En este sentido está inserta en el misterio del primado papal –y esto está presente en Pastor Æternus– una constitutiva tensión entre la razón formal de la potestad (que pone a esta límites inmanentes) y la amplitud fáctica de sus contenidos materiales (Papa omnia potest); una tensión que no puede resolverse jurídicamente [57]. Desde una eclesiología que pone su centro en la communio, el diálogo del Obispo de Roma con los otros Obispos, basado en la fraternidad sacramental y colegial del Corpus Episcoporum, es la sede propia, el ámbito connatural para contrastar, ante las cuestiones concretas, qué contenidos materiales concretos de la potestad suprema del Papa son los que han de ponerse en juego según la razón formal del primado, es decir, para un verdadero servicio del Sucesor de Pedro a la comunión en la fe de los Obispos y de las Iglesias.

NOTAS

[54] La potestad (en su sentido jurídico: de jurisdicción) es una dimensión segunda –no digo secundaria– respecto de la exousia-potestas que es en la Iglesia inmanente a la episkopé del primado y de los demás obispos. La Declaración II de ARCIC sobre la Autoridad en la Iglesia (Windsor 1982) explica así esta terminología: «Se puede definir la jurisdicción en la Iglesia como la autoridad o poder (potestas) necesarios para el ejercicio de una función. En ambas comuniones se da para el cumplimiento efectivo de la función, y esto es lo que determina su ejercicio y sus límites» (n. 16). «Esta autoridad del Obispo, normalmente llamada jurisdicción, lleva consigo la responsabilidad de formular y llevar a la práctica las decisiones requeridas por su función para el bien de la koinonia. De igual manera, dentro de la koinonia universal y la colegialidad de los Obispos, también el Primado universal ejerce la jurisdicción necesaria para el cumplimiento de sus funciones, siendo la principal la de servir a la fe y a la unidad de la Iglesia en su conjunto» (n. 17). Textos en GM, I, pp. 64-67.

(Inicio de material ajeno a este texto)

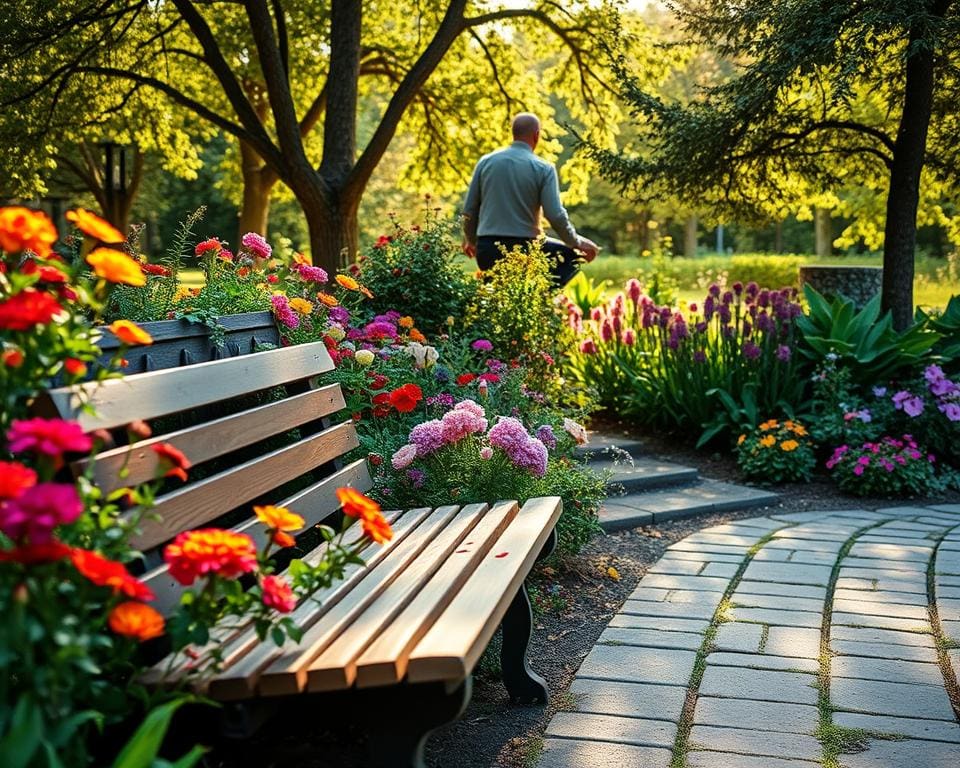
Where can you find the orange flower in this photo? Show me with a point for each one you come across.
(23, 229)
(347, 282)
(130, 333)
(92, 225)
(136, 620)
(210, 551)
(116, 267)
(279, 518)
(172, 461)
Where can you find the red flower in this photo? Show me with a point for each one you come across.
(108, 573)
(27, 309)
(15, 479)
(172, 461)
(405, 398)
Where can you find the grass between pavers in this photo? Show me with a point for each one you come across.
(834, 739)
(942, 643)
(681, 745)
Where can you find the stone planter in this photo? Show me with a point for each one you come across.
(177, 342)
(859, 284)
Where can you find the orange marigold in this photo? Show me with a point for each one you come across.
(91, 224)
(136, 620)
(23, 229)
(116, 267)
(209, 551)
(130, 333)
(279, 518)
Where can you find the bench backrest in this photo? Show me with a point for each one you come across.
(250, 425)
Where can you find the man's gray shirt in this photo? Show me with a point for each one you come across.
(508, 189)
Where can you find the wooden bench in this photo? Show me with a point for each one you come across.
(398, 639)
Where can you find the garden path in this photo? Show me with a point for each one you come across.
(787, 641)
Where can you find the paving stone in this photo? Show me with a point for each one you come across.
(879, 608)
(742, 683)
(641, 732)
(781, 602)
(766, 743)
(659, 623)
(917, 673)
(764, 661)
(734, 636)
(570, 753)
(877, 635)
(793, 641)
(788, 590)
(884, 650)
(651, 638)
(643, 665)
(778, 618)
(895, 754)
(662, 702)
(932, 730)
(883, 622)
(732, 760)
(787, 573)
(886, 698)
(760, 715)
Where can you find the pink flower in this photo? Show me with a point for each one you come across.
(39, 510)
(51, 437)
(404, 457)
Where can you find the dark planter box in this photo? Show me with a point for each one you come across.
(177, 342)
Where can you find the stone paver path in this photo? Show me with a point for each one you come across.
(792, 640)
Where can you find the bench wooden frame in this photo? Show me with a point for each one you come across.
(398, 639)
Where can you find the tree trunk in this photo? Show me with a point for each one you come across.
(900, 233)
(823, 232)
(690, 237)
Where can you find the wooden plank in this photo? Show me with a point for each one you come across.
(335, 669)
(209, 498)
(116, 402)
(288, 674)
(452, 647)
(313, 504)
(245, 658)
(384, 662)
(132, 465)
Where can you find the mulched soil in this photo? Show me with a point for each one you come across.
(574, 600)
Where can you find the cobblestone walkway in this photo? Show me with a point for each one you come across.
(787, 641)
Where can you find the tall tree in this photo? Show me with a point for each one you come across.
(795, 112)
(248, 51)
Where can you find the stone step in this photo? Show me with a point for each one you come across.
(659, 505)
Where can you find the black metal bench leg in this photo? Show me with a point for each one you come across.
(398, 739)
(523, 684)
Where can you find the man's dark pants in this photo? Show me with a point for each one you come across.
(564, 262)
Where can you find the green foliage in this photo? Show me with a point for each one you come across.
(776, 452)
(863, 341)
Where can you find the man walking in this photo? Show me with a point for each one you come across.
(508, 190)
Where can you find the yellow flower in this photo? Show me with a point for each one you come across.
(116, 267)
(301, 306)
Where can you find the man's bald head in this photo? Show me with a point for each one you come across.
(526, 127)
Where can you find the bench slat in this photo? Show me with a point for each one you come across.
(159, 393)
(450, 650)
(313, 504)
(335, 669)
(288, 674)
(384, 662)
(208, 499)
(247, 657)
(214, 438)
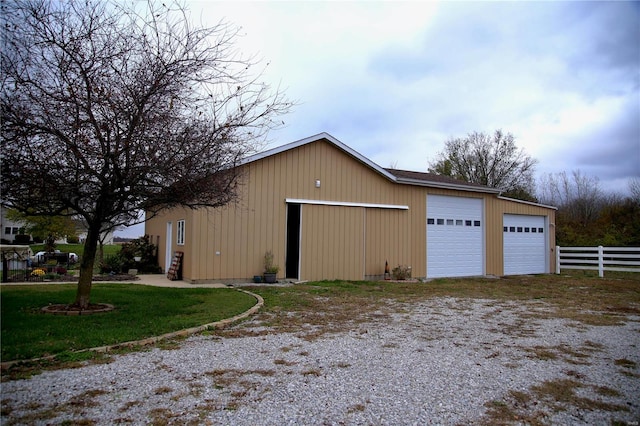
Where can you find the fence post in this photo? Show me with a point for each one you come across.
(601, 261)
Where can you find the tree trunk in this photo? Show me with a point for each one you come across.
(86, 267)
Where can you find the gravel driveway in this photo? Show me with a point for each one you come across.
(443, 361)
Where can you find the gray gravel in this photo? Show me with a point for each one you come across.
(445, 361)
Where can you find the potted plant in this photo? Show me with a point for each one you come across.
(270, 270)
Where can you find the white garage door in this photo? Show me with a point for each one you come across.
(455, 236)
(525, 249)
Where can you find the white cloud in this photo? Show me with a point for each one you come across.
(394, 80)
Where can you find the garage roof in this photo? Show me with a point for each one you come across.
(398, 176)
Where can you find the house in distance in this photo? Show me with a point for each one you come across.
(327, 212)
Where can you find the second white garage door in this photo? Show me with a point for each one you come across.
(525, 249)
(455, 236)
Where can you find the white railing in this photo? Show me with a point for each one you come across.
(626, 259)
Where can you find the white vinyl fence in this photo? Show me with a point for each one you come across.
(626, 259)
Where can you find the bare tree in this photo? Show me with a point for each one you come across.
(634, 189)
(492, 160)
(577, 196)
(108, 109)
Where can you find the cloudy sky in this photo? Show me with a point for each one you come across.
(395, 80)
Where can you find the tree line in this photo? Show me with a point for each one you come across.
(587, 215)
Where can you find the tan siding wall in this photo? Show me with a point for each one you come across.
(336, 241)
(157, 227)
(388, 239)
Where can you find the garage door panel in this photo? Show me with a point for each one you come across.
(525, 249)
(455, 231)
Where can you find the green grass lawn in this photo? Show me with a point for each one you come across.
(78, 249)
(141, 312)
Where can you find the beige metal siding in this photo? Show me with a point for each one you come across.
(332, 243)
(337, 241)
(387, 239)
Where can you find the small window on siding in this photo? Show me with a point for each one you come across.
(180, 233)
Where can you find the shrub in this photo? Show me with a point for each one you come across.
(22, 239)
(112, 264)
(142, 248)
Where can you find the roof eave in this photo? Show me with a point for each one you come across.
(443, 185)
(531, 203)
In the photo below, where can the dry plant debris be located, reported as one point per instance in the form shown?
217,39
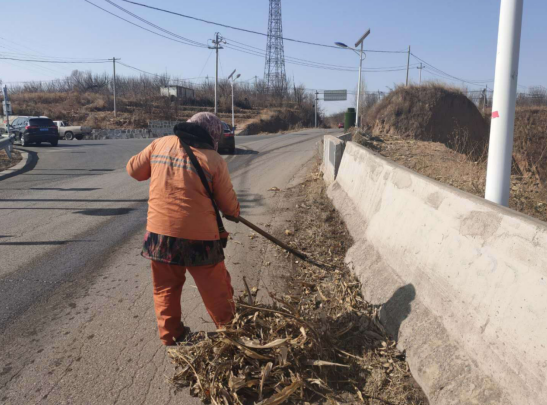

[55] Vid. supra nuestra consideración del tema y en la bibliografía citada en nota 37 la problemática de los términos «ordinaria e inmediata» en los debates del Vaticano I.

[56] P. GRANFIELD, The limits of the Papacy, Nueva York 1987, pp. 68-76.

[57] Este es el sentido teológico de la vieja doctrina canónica que va desde el citado axioma medieval «prima sedes a nemine iudicatur» hasta el can. 333 § 3 del CIC {1983}: «Contra sententiam vel decretum Romani Pontificis non datur appellatio» {cf. CIC 1917, can. 228 § 2: «A sententia Romani Pontificis non datur ad Concilium Oecumenicum appellatio»}.